Reputation: 477
I was trying to read a file in python2.7, and it was readen perfectly. The problem that I have is when I execute the same program in Python3.4 and then appear the error:
'utf-8' codec can't decode byte 0xf2 in position 424: invalid continuation byte'
Also, when I run the program in Windows (with python3.4), the error doesn't appear.

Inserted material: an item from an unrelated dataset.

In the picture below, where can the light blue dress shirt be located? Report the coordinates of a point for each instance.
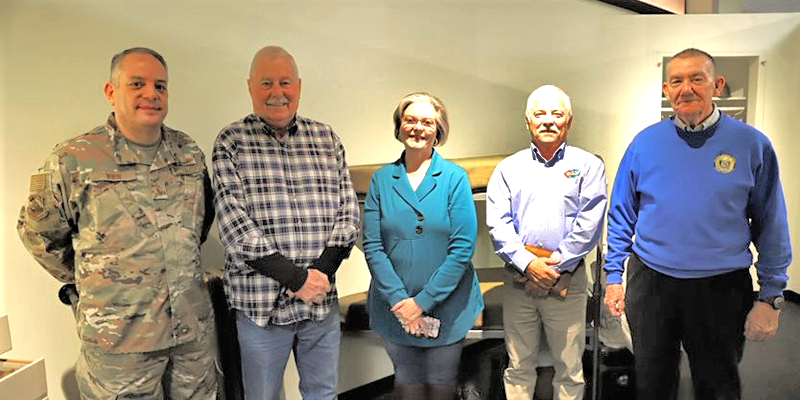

The first line of the document is:
Codi;Codi_lloc_anonim;Nom
and the code of my program is:
def lectdict(filename,colkey,colvalue):
f = open(filename,'r')
D = dict()
for line in f:
if line == '\n': continue
D[line.split(';')[colkey]] = D.get(line.split(';')[colkey],[]) + [line.split(';')[colvalue]]
f.close
return D
Traduccio = lectdict('Noms_departaments_centres.txt',1,2)
Upvotes: 10
Views: 21451
Reputation: 720
In my case I can't change encoding because my file is really UTF-8 encoded. But some rows are corrupted and causes the same error:
UnicodeDecodeError: 'utf-8' codec can't decode byte 0xd0 in position 7092: invalid continuation byte
My decision is to open file in binary mode:
open(filename, 'rb')
Upvotes: 2
Reputation: 477
Ok, I did the same as @unutbu tell me. The result was a lot of encodings one of these are cp1250, for that reason I change :
f = open(filename,'r')
to
f = open(filename,'r', encoding='cp1250')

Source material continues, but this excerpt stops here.